WHEN YOU think of a Lepakshi crafts bazaar, you would expect all things handloom and handicraft from Andhra Pradesh. There is Kalamkari, Gadwal, Mangalagiri and other art and craft traditions of our neighbouring State. But Craft Bazaar 2005 is a potpourri of Andhra, Bengal, Chattisgarh, Karnataka, Rajasthan, Kashmir and more.
It's one of those typical exhibitions that Bangaloreans flock to hunt for great bargains. And get them. And stagger under the weight of bulging bags. Only to turn up at the next exhibition, next week!
Sari wearers, this is the place to be. Exquisite Sambhalpuris, indigo-dyed and block-printed Jaipur cottons, wedding-worthy Gadwal silks and the famous Mangalagiris and Venkatagiris from Andhra, batiks in silk, the quintessential Pochampally, lovely silk-cotton prints and weaves from Madhya Pradesh, slinky mulberry silk saris, intricately embroidered tussar silk saris from Chattisgarh, and more jostle for attention at this exhibition organised by the Andhra Pradesh Handicrafts Development Corporation Ltd.
If you are a collegian looking for some neat salwaar-kameez, kurtis, shirts, junk jewellery, mirror-work and batik bags, dupattas and stoles, head to this place.
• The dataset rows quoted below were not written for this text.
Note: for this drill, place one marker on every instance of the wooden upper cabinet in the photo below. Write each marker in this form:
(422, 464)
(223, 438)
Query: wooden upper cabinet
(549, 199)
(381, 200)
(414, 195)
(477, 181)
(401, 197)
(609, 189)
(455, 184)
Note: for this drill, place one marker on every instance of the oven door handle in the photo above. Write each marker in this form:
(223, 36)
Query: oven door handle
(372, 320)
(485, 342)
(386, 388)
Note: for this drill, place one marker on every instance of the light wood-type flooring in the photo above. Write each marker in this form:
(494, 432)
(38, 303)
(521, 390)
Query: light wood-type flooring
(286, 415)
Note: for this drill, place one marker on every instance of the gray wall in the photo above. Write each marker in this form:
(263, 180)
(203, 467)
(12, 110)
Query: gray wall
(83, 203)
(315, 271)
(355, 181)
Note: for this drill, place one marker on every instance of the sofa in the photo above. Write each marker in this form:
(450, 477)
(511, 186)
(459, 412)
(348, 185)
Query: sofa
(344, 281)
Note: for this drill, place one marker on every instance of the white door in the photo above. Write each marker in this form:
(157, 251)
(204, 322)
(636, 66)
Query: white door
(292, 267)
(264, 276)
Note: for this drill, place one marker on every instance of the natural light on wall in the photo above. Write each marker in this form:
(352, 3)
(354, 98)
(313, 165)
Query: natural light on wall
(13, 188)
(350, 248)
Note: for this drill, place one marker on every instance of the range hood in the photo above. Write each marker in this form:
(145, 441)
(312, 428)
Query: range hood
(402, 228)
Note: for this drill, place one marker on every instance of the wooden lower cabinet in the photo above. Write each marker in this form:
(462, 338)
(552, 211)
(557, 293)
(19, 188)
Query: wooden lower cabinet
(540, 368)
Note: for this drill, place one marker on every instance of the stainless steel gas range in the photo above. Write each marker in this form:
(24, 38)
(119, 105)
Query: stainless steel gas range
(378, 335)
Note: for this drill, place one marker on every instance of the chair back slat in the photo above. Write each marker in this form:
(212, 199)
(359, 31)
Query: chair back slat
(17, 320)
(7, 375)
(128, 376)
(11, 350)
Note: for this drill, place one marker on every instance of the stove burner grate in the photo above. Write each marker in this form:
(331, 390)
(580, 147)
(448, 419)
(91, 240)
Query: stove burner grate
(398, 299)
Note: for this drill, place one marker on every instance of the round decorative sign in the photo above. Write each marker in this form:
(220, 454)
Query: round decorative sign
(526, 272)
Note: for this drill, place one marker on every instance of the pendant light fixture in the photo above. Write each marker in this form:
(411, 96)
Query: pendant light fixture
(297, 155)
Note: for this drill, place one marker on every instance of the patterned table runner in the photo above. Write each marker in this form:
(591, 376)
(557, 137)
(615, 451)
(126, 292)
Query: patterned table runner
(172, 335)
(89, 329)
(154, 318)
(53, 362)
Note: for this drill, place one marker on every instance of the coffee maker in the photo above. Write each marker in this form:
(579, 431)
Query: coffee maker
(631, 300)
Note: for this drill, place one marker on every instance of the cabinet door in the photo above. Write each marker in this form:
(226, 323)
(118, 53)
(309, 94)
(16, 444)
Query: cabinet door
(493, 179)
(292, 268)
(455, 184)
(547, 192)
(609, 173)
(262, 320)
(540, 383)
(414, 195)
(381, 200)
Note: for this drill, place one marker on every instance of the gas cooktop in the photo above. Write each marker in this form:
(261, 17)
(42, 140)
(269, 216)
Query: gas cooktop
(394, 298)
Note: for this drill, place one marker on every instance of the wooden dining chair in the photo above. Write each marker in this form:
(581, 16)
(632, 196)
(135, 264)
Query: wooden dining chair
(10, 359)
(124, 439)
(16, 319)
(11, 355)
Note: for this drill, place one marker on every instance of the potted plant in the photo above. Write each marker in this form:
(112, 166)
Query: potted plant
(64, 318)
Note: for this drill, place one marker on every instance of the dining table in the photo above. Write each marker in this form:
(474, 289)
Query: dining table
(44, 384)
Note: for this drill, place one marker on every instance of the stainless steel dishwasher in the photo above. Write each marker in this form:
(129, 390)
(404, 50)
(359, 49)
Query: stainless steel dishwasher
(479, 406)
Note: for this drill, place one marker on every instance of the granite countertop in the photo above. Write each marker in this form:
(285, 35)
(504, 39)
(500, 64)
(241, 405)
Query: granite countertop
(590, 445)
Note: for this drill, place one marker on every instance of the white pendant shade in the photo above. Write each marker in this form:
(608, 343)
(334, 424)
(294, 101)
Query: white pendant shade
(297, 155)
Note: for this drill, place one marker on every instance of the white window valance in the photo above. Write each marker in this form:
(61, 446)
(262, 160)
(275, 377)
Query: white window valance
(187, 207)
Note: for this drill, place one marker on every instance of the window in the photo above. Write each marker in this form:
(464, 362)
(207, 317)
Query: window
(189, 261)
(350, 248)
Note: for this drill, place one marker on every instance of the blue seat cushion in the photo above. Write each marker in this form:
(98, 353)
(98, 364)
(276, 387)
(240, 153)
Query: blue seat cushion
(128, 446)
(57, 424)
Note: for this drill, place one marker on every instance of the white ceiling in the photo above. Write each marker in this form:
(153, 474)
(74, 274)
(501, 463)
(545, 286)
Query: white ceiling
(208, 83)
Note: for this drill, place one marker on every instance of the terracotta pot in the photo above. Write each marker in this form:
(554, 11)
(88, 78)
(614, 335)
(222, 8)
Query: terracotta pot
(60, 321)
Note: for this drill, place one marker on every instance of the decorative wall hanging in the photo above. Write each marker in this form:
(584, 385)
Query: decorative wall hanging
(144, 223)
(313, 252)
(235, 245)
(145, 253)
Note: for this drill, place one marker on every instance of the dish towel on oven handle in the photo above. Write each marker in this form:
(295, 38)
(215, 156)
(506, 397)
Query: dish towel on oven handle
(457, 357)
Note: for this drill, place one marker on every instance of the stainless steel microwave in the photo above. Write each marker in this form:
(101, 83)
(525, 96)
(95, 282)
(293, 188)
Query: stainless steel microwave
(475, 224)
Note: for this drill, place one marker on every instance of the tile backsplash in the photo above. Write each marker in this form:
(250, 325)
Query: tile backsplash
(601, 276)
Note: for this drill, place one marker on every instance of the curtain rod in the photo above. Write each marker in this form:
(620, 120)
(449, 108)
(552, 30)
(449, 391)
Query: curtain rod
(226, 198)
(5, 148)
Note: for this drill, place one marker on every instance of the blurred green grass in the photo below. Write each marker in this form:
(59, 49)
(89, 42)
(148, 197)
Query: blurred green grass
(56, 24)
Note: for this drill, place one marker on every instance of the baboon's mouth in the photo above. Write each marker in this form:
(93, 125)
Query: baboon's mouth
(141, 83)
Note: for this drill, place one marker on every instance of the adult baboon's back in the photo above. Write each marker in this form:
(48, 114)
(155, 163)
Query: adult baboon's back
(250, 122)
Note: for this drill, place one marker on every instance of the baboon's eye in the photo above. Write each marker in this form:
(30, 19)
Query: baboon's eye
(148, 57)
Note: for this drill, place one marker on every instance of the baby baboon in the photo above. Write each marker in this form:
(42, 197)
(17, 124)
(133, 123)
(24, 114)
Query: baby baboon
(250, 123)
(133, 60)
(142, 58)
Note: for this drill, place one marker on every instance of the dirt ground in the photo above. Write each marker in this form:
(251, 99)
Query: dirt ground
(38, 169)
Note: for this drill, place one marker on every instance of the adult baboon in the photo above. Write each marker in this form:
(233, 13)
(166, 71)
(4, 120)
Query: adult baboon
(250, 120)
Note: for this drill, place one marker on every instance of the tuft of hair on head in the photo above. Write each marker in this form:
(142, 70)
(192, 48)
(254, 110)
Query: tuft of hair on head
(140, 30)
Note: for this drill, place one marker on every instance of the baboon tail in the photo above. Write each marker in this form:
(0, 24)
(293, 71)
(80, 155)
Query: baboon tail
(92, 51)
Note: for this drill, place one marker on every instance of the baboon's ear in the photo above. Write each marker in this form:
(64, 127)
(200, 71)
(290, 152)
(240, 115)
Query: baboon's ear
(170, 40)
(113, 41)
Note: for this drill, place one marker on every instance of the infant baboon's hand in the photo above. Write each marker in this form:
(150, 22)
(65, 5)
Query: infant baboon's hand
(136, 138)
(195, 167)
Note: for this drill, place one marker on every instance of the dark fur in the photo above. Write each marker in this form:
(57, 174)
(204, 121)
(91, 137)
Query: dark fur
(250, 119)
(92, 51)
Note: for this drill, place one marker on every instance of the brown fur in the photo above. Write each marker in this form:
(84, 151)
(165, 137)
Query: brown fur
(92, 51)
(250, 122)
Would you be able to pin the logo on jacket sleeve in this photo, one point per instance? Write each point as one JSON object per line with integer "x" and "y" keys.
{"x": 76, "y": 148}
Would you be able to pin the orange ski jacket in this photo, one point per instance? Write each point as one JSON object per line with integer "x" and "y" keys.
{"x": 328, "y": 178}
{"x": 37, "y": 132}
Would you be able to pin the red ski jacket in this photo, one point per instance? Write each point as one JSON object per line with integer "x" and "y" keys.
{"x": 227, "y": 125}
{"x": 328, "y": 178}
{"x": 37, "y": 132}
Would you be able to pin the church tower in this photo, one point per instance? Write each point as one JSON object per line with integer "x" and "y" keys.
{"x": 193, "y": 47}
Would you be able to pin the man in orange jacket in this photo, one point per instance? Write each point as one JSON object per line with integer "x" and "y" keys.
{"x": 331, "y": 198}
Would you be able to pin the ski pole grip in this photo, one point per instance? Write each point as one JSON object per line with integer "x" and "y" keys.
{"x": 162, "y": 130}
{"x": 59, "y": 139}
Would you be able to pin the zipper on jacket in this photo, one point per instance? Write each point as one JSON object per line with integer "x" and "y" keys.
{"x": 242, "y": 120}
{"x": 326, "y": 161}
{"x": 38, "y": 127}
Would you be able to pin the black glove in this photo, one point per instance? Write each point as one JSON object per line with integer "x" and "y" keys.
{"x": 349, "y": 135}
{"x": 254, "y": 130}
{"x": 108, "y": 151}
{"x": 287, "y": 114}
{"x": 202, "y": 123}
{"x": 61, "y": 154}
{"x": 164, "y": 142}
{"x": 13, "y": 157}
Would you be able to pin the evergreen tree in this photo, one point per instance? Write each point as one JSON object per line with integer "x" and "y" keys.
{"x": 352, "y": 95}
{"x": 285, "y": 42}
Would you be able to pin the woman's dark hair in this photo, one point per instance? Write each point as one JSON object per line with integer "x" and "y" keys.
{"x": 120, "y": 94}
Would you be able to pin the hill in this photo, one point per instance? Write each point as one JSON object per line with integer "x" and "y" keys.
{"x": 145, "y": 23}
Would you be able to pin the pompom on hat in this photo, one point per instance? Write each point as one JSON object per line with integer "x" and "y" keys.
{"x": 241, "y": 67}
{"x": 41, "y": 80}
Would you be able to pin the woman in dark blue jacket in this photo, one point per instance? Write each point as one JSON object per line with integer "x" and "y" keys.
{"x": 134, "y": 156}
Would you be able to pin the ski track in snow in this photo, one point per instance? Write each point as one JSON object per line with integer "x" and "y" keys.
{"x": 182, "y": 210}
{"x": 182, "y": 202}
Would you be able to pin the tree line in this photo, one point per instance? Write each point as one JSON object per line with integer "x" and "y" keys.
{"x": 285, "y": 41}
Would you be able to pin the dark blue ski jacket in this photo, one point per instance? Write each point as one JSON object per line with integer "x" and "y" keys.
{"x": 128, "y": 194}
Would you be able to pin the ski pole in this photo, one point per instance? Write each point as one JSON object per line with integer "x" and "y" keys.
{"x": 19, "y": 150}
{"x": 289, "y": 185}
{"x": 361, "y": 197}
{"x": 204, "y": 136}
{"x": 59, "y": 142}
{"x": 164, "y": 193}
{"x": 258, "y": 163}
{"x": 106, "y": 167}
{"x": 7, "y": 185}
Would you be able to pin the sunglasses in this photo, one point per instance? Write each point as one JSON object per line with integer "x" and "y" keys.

Cotton dress materials of various genres come priced between Rs. 60 to 80 a metre. Ready-to-wear cotton kurtas make easy college and work-wear too. Kolkata's kantha work in combo with patchwork finds place on funky kurtas. Silver lovers, watch out for two stalls of sleek, contemporary designs with semi-precious stone-studded work. Hyderabadi pearls find pride of place at the exhibition. There's also a variety of traditional Meenakari worked jewellery and mirror-worked artefacts of Rajasthan.
For those doing up their home or adding to their crafts collection, there are wooden carved panels, puppets, wooden dolls, wooden jhulas, exotic bronze lamps and bells, contemporary bell-metal dhokra work framed as a painting, Kalamkari hand-paintings on cloth and the like.
Bed sheets, diwan sets, curtains, cushion covers and the works are also there to pick from.
Young children would definitely enjoy a gift of brightly coloured soft wooden toys and dolls, something the older generation may be nostalgic about. There are also traditional mirror-worked kiddie clothes to choose from.
Kashmir's embroidery finds place on readymade white kurtas for a change and not just regular material sets. The Lambanis of Bijapur have come up with some bright knot-wool and metal and glass bead chokers and necklaces.
Gastronomically speaking, chatpata churans, saunfs, pickles and papads are also there to take back home and store up in your kitchen.
The exhibition is on from 11 a.m. to 9 p.m. till March 6 at the St. Joseph's Boys High School `Webbs' Ground, behind Tandoor Hotel, M.G. Road.